Sampling every 3 steps to the right, we obtain (1,4,7,10,...).
T * c(3) = (1, 1*4, 1*4*7,...) = (1,4,28,280,...) , giving A007559 for
n>0, the right triple factorial, (n+)!!! .
Sampling every 3 steps to the left, we obtain (1,-2,-5,-8,-11,...), giving
T * c(-3) = (1, 1*-2, 1*-2*-5, 1*-2*-5*-8,...) = (1,-2,10,-80,880,...)
= signed A008544, the left triple factorial, (n-)!!! .
The list partition transform A133314 of [1,T * c(t)] gives [1,T *
c(-t)] with all odd terms negated; e.g., LPT[1,T*c(2)] =
(1,-1,-1,-3,-15,-105,-945,...) =(1,-A001147) .
And, e.g.f.[1,T * c(t)] = (1-xt)^(-1/t) .
The above results hold for t any real or complex number.
With P(n,t) = sum(k=0,...,n-1) T(n,k+1) * t^k =
1*(1+t)*(1+2t)...(1+(n-1)*t) and P(0,t)=1 , exp[P(.,t)*x] =
(1-tx)^(-1/t) .
T(n,k+1) = (1/k!) (D_t)^k (D_x)^n [ (1-tx)^(-1/t) - 1 ] eval. at t=x=0 .
(1-tx)^(-1/t) - 1 is the e.g.f. for a plane m-ary tree when t= (m-1) .
See Bergeron et al. "Varieties of Increasing Trees" (A132056) .
(End)
The above relations reveal the intimate connections, through T or LPT
or sampling, between the factorials (n+)(!^m) and (n-)(!^m).

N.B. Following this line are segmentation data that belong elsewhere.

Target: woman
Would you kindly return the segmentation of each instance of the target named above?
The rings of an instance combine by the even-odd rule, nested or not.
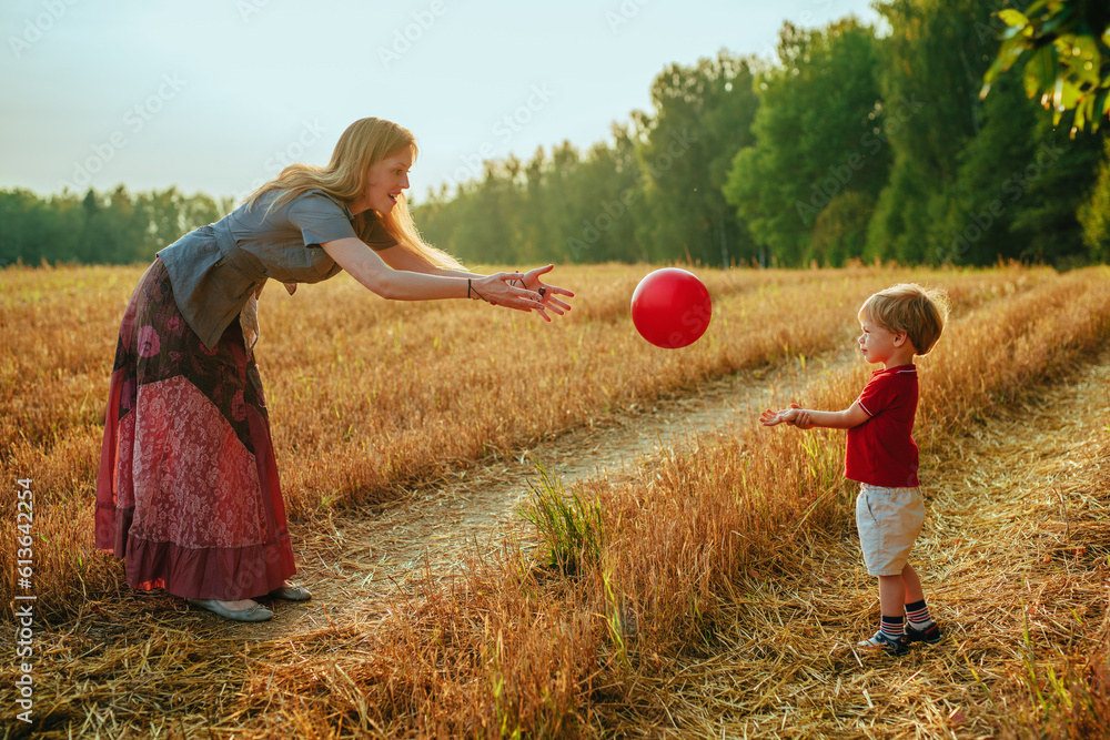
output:
[[[345,270],[384,298],[482,298],[562,315],[552,265],[475,275],[425,244],[405,205],[415,140],[362,119],[327,166],[295,164],[233,213],[158,253],[120,325],[97,483],[97,547],[134,588],[229,619],[273,612],[254,597],[303,601],[254,362],[269,278],[316,283]]]

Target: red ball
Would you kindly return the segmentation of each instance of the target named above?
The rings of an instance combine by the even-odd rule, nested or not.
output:
[[[649,273],[632,294],[632,322],[657,347],[677,349],[705,334],[713,316],[709,291],[693,273],[664,267]]]

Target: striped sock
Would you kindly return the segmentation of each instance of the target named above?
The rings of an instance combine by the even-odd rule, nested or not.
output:
[[[907,604],[906,617],[914,629],[924,630],[932,626],[932,617],[929,616],[929,607],[925,605],[925,599]]]
[[[880,631],[892,640],[897,640],[899,637],[906,633],[906,618],[905,617],[888,617],[882,615],[882,620],[879,625]]]

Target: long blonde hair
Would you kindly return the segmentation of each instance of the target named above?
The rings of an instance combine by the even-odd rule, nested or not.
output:
[[[263,194],[274,190],[281,191],[281,194],[271,202],[270,207],[287,203],[310,190],[323,191],[342,203],[354,203],[366,187],[366,172],[370,168],[406,146],[415,161],[416,138],[411,131],[392,121],[360,119],[340,136],[326,166],[289,165],[246,199],[248,207],[253,206]],[[367,209],[356,215],[353,223],[355,234],[362,240],[369,239],[375,223],[381,223],[402,249],[426,266],[465,270],[453,256],[424,241],[408,212],[404,193],[397,196],[397,204],[389,214],[382,215]]]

The pairs
also have conjugate interpretations as trees, ignoring signs, which
Callan and Dieter have noted in several of the OEIS entries above.
I'm not a combinatorialist and don't quite understand the
interpretations, so can someone recommend a book/article/link similar
to something like "Trees for Dummies" so that I can understand these
connections more deeply and maybe write semi-intelligently about them?